El desfile partió puntualmente a las 11:15 horas desde la iglesia de Santa Isabel de Portugal, en la plaza del Justicia. La emoción se desbordó cuando se abrieron las puertas del templo, y los integrantes de la Hermandad, con la cara descubierta, comenzaron a aparecer vestidos con la característica túnica blanca y la correa agustiniana, junto al tercerol azul celeste, que también llevaban los niños por su vinculación con el colegio San Agustín.
Los tambores, bombos y timbales de los cofrades, entre ellos la consejera municipal Sara Fernández, animaron el ambiente con el toque al aparecer la Virgen de la Esperanza y el Consuelo, una talla de abedul finlandés obra de Jorge Albareda que representa a María como una sencilla mujer hebrea en edad madura, vestida con una túnica y un manto de tonos verdes, de pie sobre un lecho de flores blancas, en una pose de manos abiertas como si se aprestara a caminar.
El paso, transportado exclusivamente por hermanas según la tradición de la Hermandad agustiniana, llevaba cuatro nuevas cartelas, también obra de Vítor Carazo: la Advocación de la Esperanza, representando a una María embarazada junto al regazo de José; la Consolación de la Virgen a su hijo, que se encuentra en el suelo tras haber tropezado; la imagen de la Virgen de la Consolación entregando una correa a Santa Mónica; y el encuentro glorioso entre Cristo resucitado y su madre.
Detrás del paso, desfilaban mujeres vestidas de riguroso negro con mantilla blanca esperanza, a juego con los claveles que portaban. En la plaza del Justicia, se desplegaron los instrumentos en dos secciones y la procesión inició su breve recorrido por el centro de la capital aragonesa, pasando por la calle Manifestación, Alfonso I y la plaza del Pilar, con el tiempo medido para representar la escena del encuentro entre madre e hijo bajo el toque de las campanas de la Basílica del Pilar a las 12:00 horas.
CARA A CARA DE MADRE E HIJO EN LA PLAZA DEL PILAR
Allí aguardaba su llegada el imponente Cristo Resucitado tras la Vigilia Pascual del Sábado Santo. La figura, de tres metros de altura y también tallada en madera de abedul finlandés, parece levitar sobre un manto de flores naranjas. Esta obra se inspira en el Cristo Redentor del escultor Juan de Ávalos, que se puede admirar en la Parroquia de Santa Rita de Casia.
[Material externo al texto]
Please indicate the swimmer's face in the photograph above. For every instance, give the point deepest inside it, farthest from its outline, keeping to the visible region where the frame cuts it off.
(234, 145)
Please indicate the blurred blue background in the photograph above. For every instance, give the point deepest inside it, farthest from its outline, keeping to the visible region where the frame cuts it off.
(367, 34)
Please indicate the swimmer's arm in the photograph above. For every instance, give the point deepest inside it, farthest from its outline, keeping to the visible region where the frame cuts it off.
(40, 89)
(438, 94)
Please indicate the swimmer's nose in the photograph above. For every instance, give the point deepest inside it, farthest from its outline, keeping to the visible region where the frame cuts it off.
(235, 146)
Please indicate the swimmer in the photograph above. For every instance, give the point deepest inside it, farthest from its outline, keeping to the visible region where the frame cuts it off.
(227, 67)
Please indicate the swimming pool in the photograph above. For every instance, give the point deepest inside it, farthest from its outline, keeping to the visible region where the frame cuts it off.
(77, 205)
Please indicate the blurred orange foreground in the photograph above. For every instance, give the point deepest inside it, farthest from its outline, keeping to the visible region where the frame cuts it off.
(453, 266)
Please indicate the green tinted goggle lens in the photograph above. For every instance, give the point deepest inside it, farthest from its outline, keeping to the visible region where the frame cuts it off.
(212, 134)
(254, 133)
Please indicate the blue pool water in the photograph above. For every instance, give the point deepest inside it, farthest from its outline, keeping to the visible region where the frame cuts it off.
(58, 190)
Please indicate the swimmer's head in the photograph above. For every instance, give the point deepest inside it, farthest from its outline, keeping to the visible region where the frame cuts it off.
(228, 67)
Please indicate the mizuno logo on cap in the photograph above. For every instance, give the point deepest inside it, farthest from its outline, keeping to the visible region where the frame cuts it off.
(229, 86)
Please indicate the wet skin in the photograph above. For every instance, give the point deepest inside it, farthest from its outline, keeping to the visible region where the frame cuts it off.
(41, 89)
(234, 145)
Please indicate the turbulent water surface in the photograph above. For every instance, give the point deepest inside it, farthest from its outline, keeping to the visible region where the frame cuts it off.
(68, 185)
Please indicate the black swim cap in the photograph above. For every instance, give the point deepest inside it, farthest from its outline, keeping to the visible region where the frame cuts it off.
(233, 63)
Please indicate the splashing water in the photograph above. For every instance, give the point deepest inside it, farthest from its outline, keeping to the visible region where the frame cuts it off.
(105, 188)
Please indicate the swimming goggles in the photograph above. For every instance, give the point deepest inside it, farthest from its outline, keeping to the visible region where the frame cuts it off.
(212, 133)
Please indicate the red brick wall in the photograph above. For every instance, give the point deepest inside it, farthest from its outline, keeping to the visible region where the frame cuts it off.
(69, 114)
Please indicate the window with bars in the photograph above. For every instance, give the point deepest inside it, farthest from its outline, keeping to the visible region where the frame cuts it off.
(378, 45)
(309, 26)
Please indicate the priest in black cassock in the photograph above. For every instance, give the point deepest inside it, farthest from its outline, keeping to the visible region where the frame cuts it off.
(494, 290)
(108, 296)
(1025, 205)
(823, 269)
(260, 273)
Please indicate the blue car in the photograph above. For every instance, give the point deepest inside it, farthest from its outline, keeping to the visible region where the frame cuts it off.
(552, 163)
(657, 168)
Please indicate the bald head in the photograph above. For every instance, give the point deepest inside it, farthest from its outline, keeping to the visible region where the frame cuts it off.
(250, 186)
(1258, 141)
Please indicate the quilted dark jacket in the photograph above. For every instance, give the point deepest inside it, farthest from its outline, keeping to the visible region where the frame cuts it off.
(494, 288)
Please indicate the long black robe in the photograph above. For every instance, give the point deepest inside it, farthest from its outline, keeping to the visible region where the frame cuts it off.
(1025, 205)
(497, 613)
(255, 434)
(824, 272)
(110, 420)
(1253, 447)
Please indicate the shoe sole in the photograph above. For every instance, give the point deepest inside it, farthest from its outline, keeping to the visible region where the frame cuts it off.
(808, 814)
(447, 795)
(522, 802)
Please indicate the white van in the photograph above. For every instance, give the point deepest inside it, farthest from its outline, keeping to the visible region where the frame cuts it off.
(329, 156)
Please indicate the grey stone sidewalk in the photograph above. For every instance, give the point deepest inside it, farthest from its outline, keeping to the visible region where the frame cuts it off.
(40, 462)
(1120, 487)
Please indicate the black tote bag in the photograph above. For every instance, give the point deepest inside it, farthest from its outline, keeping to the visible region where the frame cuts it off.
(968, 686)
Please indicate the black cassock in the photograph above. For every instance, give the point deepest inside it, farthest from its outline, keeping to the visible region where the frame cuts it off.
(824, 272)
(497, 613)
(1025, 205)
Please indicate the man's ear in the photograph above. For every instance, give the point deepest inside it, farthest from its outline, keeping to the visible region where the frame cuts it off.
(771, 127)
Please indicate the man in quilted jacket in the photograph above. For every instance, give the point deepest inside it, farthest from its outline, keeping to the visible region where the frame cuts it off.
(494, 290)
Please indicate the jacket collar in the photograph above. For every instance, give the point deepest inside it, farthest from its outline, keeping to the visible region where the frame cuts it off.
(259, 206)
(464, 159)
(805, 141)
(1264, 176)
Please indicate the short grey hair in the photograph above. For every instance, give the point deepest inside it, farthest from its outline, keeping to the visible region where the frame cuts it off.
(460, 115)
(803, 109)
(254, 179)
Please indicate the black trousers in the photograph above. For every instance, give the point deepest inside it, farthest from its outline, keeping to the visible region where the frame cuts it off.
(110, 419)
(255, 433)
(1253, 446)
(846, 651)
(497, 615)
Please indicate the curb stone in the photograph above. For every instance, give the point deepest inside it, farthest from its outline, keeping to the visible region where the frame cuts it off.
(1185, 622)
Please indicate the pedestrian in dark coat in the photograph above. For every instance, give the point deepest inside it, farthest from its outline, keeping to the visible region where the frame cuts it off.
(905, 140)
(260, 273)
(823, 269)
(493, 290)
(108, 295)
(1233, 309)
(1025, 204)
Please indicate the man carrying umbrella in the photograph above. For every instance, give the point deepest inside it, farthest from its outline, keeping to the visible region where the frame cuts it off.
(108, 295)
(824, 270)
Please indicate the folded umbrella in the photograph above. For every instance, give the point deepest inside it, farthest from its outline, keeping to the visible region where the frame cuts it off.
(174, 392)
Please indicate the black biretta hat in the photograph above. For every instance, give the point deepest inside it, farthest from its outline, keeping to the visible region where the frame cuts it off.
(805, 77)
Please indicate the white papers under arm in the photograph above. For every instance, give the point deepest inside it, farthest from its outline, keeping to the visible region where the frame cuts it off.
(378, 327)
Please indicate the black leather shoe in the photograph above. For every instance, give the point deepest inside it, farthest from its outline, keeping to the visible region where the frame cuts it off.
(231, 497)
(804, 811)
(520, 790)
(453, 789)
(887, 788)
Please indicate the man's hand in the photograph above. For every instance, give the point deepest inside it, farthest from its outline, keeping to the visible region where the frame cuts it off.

Tras acceder a la plaza del Pilar por el lateral de la Bola del Mundo, tuvo lugar el esperado Encuentro Glorioso, que marca la culminación de la Semana Santa zaragozana, y fue saludado con el repique de campanas del Pilar y un exultante redoble en el reencuentro entre madre e hijo, este ya resucitado.
El evento, al que asistió la alcaldesa de Zaragoza, Natalia Chueca, dio paso al rezo ‘Regina cæli’ o ‘Reina del cielo’ en honor a la Virgen, dirigido por el arzobispo de Zaragoza, Carlos Manuel Escribano. El tradicional pregón de Pascua, un animoso texto escrito por el vicepresidente y delegado de recorridos de la Junta de Cofradías de Zaragoza, Pedro Elipe Puértolas, fue leído por el Hermano Rector de la Real Hermandad del Cristo Resucitado, Carlos Pardos, en ausencia del autor por un problema de salud.
La alcaldesa Chueca destacó «la extraordinaria participación ciudadana y el ambiente de convivencia que se ha vivido durante toda la Semana Santa», subrayando que «Zaragoza ha vuelto a demostrar su profunda fe, el arraigo de sus tradiciones y la riqueza de su patrimonio cultural».
El acto en la plaza del Pilar culminó con las jotas del grupo Carisma Aragonés, antes de que la procesión emprendiera marcha hacia el Colegio San Agustín, sede de la Hermandad del Cristo Resucitado, que será protagonista del Cartel de la Semana Santa 2026. La Virgen y el Cristo entraron triunfales en las dependencias agustinianas, antes de ser retornados a la entrañable Capilla Rotonda del céntrico colegio zaragozano.